The SoWa Art & Design District (South of Washington) in the South End of Boston, Massachusetts, USA, is a community of artist studios, contemporary art galleries, boutiques, design showrooms, and restaurants. It features the SoWa Open Market, the SoWa Vintage Market, and a residential neighborhood.

Originally derived from a shortening of "South of Washington", SoWa spans the area from East Brookline Street to East Berkeley Street and from Shawmut Avenue to Albany Street.

==History==
GTI Properties and owner Mario Nicosia are credited with gentrifying the district beginning in the early 2000s and for inventing the SoWa name.

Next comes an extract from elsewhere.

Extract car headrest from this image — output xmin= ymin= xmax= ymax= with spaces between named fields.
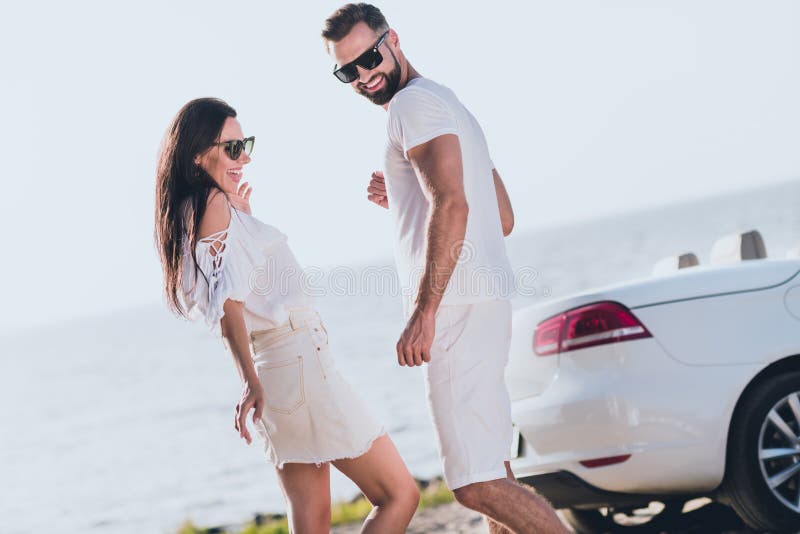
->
xmin=653 ymin=252 xmax=700 ymax=276
xmin=711 ymin=230 xmax=767 ymax=265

In the 19th century, SoWa's brick and beam factories were home to manufacturers of pianos, canned goods, shoes and other merchandise. In addition, 540 Harrison Ave, a building currently used to host markets and events, originally opened in 1891 as the Central Power Station for the West End Street Railway Company, the precursor to the MBTA. The Romanesque Revival and Gothic Revival structure was the world's largest electrical power station at the time and later became a trolley barn.

==Culture==
Due to the number of artists and galleries located in the neighborhood, many events regarding art are held at SoWa. Every month, over 90 artists and galleries in SoWa stage their new 30-day shows, showing the works of established painters, photographers and sculptors. This event, known as "SoWa First Fridays", is held on the first Friday of every month from 5pm to 9pm. In addition, the SoWa Art Walk, an annual art festival held each spring, enables many artists to present their works and host open studios.

Opened in 2003, The SoWa Open Market provides an opportunity for local artisans to share their products. Each Sunday, many visitors from across New England converge in SoWa.